Seven Lost in Air Crash

An Air Force HC-130 cargo plane with seven persons aboard crashed and exploded on impact Friday at the remote Sparrevohn Air Station in the Alaska Range. Several hours after the crash, which occurred less than a mile from the runway, no bodies or signs of survivors had been found. However, the Air Force said the search would continue until darkness Friday and would resume Saturday morning. The Air Force said there were five crew members and two passengers aboard the plane. The names of those aboard were not immediately available.

Sparrevohn, a radar base in the Alaska Air Command Defense System , is 150 miles west of Anchorage. The accident occurred at about 2:50 p.m. just short of the Sparrevohn runway, Hodges said. Some blowing snow was reported in the area, but the visibility was reported at 20 miles at the time of the crash. The field has been described by military pilots as one of the most difficult in Alaska.

The Federal Aviation Administration's Alaska Supplement says of the strip, which is closed to the public. "Caution, runway surrounded by mountains. Runway located on slope of 3,302 foot mountain. Successful go-around improbable." The report also says winds in excess of 20 knots can produce extreme turbulence. Only daylight flights are allowed.

By The Associated Press
Anchorage Daily News, Saturday, April 29, 1978

Seven Bodies Are Recovered At Crash Site

The Air Force has launched an investigation into the crash Friday of an HC-130 cargo plane that exploded on a mountainside near a remote radar station in the rugged Alaska Range killing all seven aboard, an Air Force spokesman said Saturday. The plane, which crashed about 150 miles west of Anchorage at Sparrevohn Air Station, carried five crewman and two passengers. All perished.

They were:

-Pilot, Captain Robert W. "Bob" Roulston, 35, of Philadelphia.
-Co-pilot, 1st Lt. Curtis M. "Curtis" Wells, 26, of Tulsa, Oklahoma
-Navigator, 1st Lt. Steven R. "Steve" Cannon, 25, of Detroit, Michigan
-Flight Engineer, TSgt. Peter J. "Pete" Staffan, 33, of Mackinaw, Michigan
-Loadmaster, TSgt. James W. Gainey, 40, of Pittsburgh, Pennsylvania

Two passengers, Senior Master Sergeant Duane A. Edquist, 43, of Litchfield Park, Arizona, and Capt. Arthur F. Klein, 32, of Nashville, Tennessee.

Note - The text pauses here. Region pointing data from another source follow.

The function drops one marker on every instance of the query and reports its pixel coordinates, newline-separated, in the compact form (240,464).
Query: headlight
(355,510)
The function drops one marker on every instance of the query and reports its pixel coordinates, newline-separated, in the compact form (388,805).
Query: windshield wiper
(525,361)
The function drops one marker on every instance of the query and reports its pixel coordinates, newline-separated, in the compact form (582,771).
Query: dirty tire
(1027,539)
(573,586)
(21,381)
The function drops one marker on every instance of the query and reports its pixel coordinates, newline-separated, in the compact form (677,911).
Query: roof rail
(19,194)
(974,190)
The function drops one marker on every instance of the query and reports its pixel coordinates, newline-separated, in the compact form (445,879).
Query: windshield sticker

The aircraft is the military version of Lockheed's Hercules.

A Military Airlift Command investigation team was to fly from Scott Air Force Base, Illinois, to Elmendorf Air Force Base here, and then Sparrevohn, said Major Ken Barker, information officer at Elmendorf.

The C-130 was on a routine supply mission when it crashed on approach for landing at about 2:50 p.m. Friday (April 28, 1978), Barker said. "Eyewitnesses said the aircraft exploded on impact with the ground just short of the remote site's 4,000 foot gravel runway," said Barker. Military pilots have described the field as one of the most difficult in Alaska.

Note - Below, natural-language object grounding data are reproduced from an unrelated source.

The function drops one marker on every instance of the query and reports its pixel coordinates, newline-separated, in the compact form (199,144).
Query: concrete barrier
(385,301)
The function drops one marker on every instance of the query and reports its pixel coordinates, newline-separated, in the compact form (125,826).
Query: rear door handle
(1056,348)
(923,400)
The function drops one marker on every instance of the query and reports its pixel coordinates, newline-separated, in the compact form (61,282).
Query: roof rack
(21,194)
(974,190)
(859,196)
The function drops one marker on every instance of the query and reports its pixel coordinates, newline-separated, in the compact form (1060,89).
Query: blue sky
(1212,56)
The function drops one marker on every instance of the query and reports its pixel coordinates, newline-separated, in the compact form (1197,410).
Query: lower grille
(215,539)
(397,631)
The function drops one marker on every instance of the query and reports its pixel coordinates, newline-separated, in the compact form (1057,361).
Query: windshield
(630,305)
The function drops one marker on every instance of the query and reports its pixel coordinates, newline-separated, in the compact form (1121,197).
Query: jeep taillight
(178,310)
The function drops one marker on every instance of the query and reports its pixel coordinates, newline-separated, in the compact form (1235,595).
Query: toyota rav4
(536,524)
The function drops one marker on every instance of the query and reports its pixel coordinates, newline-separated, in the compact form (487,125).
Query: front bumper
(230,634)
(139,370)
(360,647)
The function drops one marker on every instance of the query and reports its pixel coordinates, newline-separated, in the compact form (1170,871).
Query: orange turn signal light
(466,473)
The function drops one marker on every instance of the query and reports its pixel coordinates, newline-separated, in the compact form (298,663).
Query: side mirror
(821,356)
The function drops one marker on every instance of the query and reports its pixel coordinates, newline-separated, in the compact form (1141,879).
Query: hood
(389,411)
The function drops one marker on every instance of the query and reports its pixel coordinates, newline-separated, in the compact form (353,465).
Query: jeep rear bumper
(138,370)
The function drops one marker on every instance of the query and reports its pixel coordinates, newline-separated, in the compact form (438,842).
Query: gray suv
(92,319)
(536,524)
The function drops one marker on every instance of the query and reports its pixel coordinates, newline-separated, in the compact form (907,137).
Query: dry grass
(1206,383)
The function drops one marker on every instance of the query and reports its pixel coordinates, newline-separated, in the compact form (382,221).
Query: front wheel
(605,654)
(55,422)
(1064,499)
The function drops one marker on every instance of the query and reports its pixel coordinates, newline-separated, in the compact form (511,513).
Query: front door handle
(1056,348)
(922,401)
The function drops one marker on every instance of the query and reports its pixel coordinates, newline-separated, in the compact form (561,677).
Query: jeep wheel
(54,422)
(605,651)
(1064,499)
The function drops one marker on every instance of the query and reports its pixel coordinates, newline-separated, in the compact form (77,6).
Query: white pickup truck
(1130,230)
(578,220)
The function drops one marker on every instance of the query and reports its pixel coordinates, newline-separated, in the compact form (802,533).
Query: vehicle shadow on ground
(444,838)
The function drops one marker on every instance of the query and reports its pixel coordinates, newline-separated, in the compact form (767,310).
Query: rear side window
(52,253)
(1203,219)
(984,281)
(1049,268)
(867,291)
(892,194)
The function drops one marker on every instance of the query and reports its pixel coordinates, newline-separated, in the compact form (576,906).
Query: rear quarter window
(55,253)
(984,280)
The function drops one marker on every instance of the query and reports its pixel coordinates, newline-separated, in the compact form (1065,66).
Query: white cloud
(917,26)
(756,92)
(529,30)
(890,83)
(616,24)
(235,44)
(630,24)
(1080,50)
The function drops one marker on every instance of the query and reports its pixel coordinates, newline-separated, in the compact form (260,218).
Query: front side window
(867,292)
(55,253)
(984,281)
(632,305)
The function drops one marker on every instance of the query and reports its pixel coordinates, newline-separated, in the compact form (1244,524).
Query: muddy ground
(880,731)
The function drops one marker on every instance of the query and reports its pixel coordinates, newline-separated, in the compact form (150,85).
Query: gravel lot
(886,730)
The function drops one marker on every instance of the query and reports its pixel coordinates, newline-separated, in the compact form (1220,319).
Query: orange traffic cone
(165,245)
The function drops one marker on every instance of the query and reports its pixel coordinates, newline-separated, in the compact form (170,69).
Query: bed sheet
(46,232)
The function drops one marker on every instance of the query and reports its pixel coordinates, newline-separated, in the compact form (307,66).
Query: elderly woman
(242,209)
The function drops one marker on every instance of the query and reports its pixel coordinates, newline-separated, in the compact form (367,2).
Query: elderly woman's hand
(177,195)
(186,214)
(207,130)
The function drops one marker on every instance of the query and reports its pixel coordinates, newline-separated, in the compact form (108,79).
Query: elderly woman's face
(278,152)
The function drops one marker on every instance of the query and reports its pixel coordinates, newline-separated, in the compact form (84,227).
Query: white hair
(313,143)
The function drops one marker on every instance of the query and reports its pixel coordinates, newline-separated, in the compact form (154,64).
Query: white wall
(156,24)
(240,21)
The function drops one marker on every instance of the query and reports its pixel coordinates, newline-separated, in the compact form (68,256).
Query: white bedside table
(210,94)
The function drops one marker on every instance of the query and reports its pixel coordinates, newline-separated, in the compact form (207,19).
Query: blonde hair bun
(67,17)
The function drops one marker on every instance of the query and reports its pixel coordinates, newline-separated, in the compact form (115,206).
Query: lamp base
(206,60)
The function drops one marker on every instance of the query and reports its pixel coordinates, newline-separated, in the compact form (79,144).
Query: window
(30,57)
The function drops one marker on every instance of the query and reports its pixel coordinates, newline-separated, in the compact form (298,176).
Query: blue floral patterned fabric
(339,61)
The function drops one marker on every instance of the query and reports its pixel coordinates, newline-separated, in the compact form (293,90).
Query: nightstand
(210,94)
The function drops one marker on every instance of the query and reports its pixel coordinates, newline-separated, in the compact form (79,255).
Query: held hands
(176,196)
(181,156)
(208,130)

Meanwhile, a preliminary investigation was conducted by an Elmendorf team, but another Air Force spokesman, TSgt. Joe Cardoza, said it could be months before the cause of the crash is determined.

The C-130 was with the 17th Tactical Airlift Squadron at Elmendorf and had flown from Elmendorf to Sparrevohn.

Though blowing snow was reported in the area, visibility was 20 miles when the plane crashed.